Sur les chemins noirs est un récit de l’écrivain français Sylvain TESSON (1972-). Gallimard, 2016, 143 pages.
Quelle déception ! Déception, déception, déception, alors que ce récit avait tout pour me plaire : un drame humain et le témoignage d'une renaissance grâce à la marche dans la nature.
Le drame humain est évidemment terrible : il s'agit de la chute de Sylvain Tesson lui-même, alors alcoolisé, du haut de huit mètres, ce qui lui brisa de nombreuses parties du corps. Après une survie miraculeuse, il respecte le serment qu'il se fit lorsqu'il gisait dans son lit d'hôpital : « Si je m'en sors, je traverse la France à pied ». Une traversée qui durera plusieurs mois sur les chemins les plus ruraux et les plus cachés de France, afin de vivre pleinement sa renaissance.
Sur le plan littéraire, la balade ne m'a pas emporté. Page après page, les chemins se succèdent par des indications géographiques bien mystérieuses, sans permettre d'imaginer véritablement les lieux malgré quelques passages plutôt poétiques. D'autant que les découvrir à travers un écran par l'intermédiaire d'un film ou de Google Images gâcherait l'immersion dans la lecture et violerait d'ailleurs la philosophie "anti-écrans" du récit. La marche sur ces chemins noirs devient ainsi rapidement abstraite, ennuyeuse, voire énervante, de sorte que le livre a failli me tomber des mains après une cinquantaine de pages. Bref, sortie de route.
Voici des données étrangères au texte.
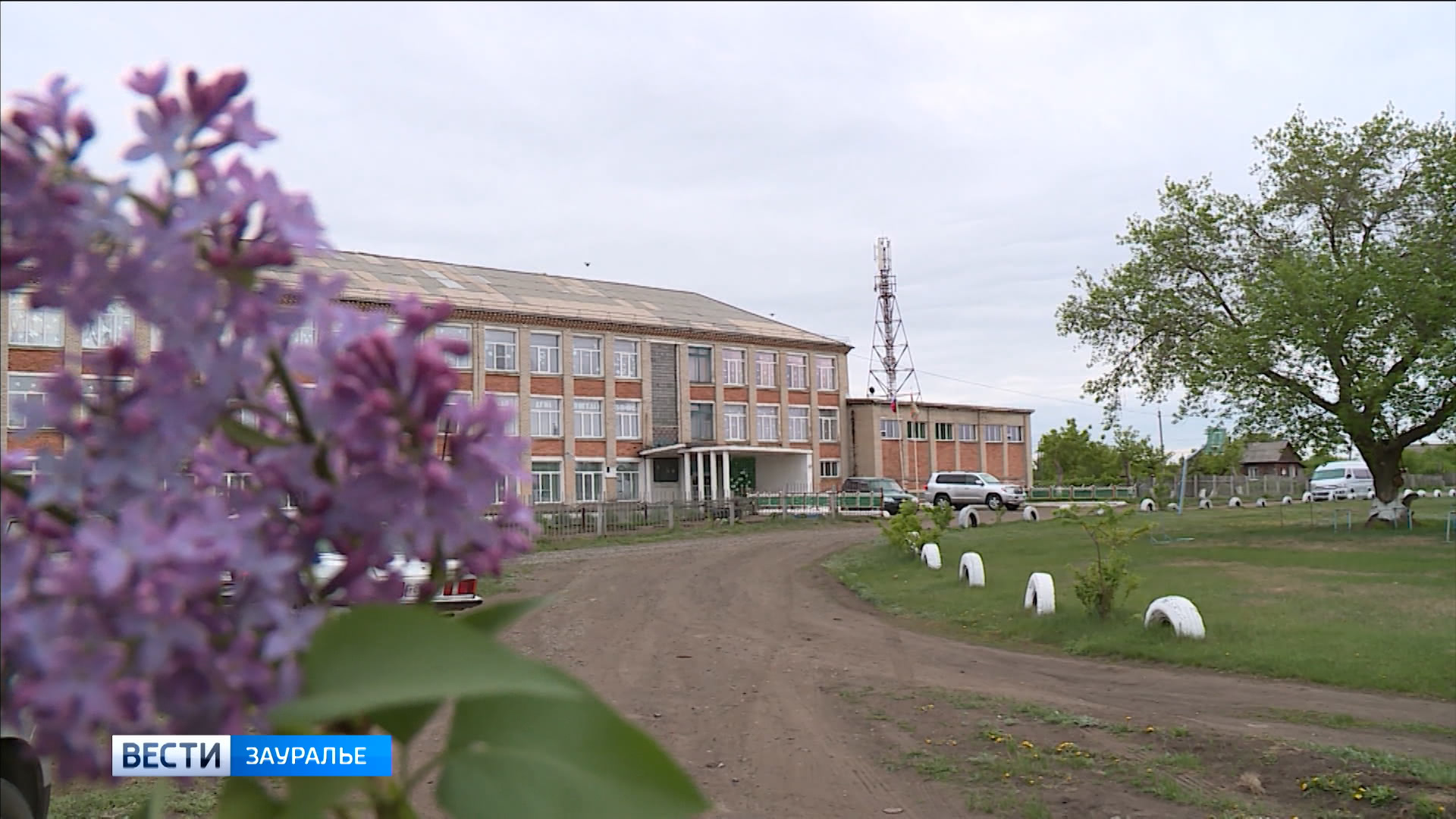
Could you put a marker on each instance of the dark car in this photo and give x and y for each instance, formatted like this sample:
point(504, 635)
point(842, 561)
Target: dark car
point(889, 487)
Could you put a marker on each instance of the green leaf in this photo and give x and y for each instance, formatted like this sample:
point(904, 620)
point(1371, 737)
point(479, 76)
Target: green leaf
point(155, 805)
point(376, 657)
point(242, 435)
point(530, 757)
point(310, 798)
point(243, 798)
point(403, 722)
point(491, 620)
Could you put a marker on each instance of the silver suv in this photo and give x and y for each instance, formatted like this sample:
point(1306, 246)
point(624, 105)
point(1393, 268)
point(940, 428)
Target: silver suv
point(981, 488)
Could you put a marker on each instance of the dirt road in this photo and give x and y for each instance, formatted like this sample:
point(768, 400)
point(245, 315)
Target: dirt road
point(731, 651)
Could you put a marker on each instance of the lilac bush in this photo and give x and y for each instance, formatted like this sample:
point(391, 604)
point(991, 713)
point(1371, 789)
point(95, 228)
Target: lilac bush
point(111, 615)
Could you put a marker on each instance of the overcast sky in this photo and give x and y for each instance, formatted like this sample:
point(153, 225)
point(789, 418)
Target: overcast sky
point(755, 152)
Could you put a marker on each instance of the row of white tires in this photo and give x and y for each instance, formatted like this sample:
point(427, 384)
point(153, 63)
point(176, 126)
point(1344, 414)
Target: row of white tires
point(1041, 595)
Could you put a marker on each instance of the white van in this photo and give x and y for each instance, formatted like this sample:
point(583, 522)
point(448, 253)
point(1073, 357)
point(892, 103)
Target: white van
point(1341, 480)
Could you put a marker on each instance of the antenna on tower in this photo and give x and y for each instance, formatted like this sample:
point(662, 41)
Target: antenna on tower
point(892, 369)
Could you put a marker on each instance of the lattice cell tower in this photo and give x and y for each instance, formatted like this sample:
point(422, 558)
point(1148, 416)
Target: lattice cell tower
point(892, 368)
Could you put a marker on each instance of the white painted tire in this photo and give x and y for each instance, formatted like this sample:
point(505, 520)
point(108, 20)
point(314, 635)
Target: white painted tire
point(973, 570)
point(1041, 594)
point(968, 519)
point(1180, 613)
point(930, 554)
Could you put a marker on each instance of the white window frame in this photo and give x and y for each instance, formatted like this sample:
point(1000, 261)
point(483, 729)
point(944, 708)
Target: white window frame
point(736, 422)
point(797, 423)
point(761, 417)
point(111, 327)
point(632, 468)
point(629, 423)
point(712, 420)
point(629, 360)
point(821, 365)
point(47, 321)
point(38, 388)
point(582, 474)
point(797, 375)
point(542, 354)
point(764, 369)
point(829, 425)
point(585, 360)
point(736, 366)
point(708, 369)
point(545, 414)
point(514, 403)
point(495, 349)
point(536, 487)
point(587, 419)
point(457, 333)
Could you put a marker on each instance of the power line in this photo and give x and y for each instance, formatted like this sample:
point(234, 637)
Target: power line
point(1014, 391)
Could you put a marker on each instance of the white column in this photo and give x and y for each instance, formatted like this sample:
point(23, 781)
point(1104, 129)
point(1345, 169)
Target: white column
point(688, 471)
point(712, 474)
point(702, 468)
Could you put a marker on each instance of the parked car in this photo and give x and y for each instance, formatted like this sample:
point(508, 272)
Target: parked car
point(1341, 480)
point(889, 487)
point(456, 594)
point(967, 488)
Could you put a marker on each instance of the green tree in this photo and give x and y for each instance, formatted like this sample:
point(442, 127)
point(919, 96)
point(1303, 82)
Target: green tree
point(1323, 308)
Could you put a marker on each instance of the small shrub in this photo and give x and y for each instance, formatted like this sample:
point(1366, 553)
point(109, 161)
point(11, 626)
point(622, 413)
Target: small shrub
point(905, 531)
point(1109, 579)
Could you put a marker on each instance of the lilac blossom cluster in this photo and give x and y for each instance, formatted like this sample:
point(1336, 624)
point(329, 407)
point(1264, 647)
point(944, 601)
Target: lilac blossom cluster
point(111, 615)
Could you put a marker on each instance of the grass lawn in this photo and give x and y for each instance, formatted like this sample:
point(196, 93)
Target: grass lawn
point(1363, 608)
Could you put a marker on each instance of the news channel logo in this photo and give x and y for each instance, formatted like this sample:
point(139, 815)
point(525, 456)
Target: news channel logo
point(218, 755)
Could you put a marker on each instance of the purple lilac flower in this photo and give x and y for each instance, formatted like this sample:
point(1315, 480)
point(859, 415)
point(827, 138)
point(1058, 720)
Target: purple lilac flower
point(111, 617)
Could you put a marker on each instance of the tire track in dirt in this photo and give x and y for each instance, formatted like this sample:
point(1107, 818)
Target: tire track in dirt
point(730, 651)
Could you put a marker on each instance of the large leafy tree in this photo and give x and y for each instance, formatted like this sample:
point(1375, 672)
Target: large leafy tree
point(1321, 309)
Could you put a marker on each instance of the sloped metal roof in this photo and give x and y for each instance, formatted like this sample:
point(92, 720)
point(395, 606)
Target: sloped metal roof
point(538, 295)
point(1269, 452)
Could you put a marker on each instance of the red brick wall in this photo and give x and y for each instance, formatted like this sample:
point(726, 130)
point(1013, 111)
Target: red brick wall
point(1017, 466)
point(25, 360)
point(970, 457)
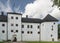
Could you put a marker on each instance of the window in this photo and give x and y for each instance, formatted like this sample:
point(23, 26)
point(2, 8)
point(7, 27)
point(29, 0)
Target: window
point(22, 32)
point(16, 17)
point(52, 28)
point(28, 32)
point(11, 30)
point(38, 26)
point(38, 32)
point(16, 24)
point(22, 26)
point(51, 35)
point(3, 31)
point(11, 24)
point(16, 30)
point(54, 23)
point(11, 17)
point(3, 24)
point(27, 26)
point(31, 26)
point(52, 39)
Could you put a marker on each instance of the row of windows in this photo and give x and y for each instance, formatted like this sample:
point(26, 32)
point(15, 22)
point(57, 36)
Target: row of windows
point(13, 17)
point(13, 24)
point(29, 26)
point(29, 32)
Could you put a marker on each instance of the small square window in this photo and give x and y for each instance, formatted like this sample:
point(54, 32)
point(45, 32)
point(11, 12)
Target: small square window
point(27, 26)
point(22, 26)
point(11, 17)
point(11, 30)
point(16, 17)
point(3, 31)
point(16, 24)
point(51, 35)
point(16, 30)
point(22, 32)
point(3, 24)
point(11, 24)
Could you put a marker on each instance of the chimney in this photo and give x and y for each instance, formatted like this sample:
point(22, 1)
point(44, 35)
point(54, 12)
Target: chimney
point(26, 16)
point(2, 13)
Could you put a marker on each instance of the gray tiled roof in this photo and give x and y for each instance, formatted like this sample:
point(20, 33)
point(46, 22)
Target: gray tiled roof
point(31, 20)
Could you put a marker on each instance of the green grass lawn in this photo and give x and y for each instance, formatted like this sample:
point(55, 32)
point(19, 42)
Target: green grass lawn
point(43, 42)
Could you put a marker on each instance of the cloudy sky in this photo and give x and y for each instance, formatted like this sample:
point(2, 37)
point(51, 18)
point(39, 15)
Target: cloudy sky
point(32, 8)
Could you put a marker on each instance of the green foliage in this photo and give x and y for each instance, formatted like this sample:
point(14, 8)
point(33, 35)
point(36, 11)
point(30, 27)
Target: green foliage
point(58, 30)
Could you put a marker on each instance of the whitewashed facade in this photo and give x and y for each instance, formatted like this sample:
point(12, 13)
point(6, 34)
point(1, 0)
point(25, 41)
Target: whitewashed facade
point(14, 27)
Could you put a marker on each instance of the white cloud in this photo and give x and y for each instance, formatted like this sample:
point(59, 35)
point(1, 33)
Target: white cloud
point(40, 8)
point(37, 8)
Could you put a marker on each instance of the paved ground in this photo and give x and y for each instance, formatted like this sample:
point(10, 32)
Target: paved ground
point(14, 42)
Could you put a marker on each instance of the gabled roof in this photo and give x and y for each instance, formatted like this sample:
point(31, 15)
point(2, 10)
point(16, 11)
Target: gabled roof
point(31, 20)
point(3, 18)
point(49, 18)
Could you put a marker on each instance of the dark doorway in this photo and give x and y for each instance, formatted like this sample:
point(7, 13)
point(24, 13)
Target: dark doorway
point(15, 39)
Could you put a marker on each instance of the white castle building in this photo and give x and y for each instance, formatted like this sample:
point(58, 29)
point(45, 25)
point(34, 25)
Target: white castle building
point(15, 27)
La balade n'a pas été plus réjouissante dans le propos. En effet, cette randonnée est racontée sous forme de critique de la modernité, de l'Europe, des écrans, du moteur à explosion, bref de tout ce qui pourrait mettre à mal, à tort ou à raison, la ruralité française. La solution de l'auteur face à cela : la fuite ; son attitude : l'isolement. Loin d'une renaissance positive, constructive, d'engagement, j'y ai donc perçu de la rancœur vis-à-vis de l'époque, du ressentiment politique, de la frustration nostalgique et de la réclusion quasi-réactionnaire. L'on peut être d'accord ou non avec sa critique et son attitude, mais peut-être aurait-il été plus honnête d'intégrer cela dans un essai psycho-politique sujet à débats intellectuels, plutôt que dans un récit dont l'un des objectifs était pourtant de sacraliser les endroits où l'on ne vous dit pas quoi ni comment penser.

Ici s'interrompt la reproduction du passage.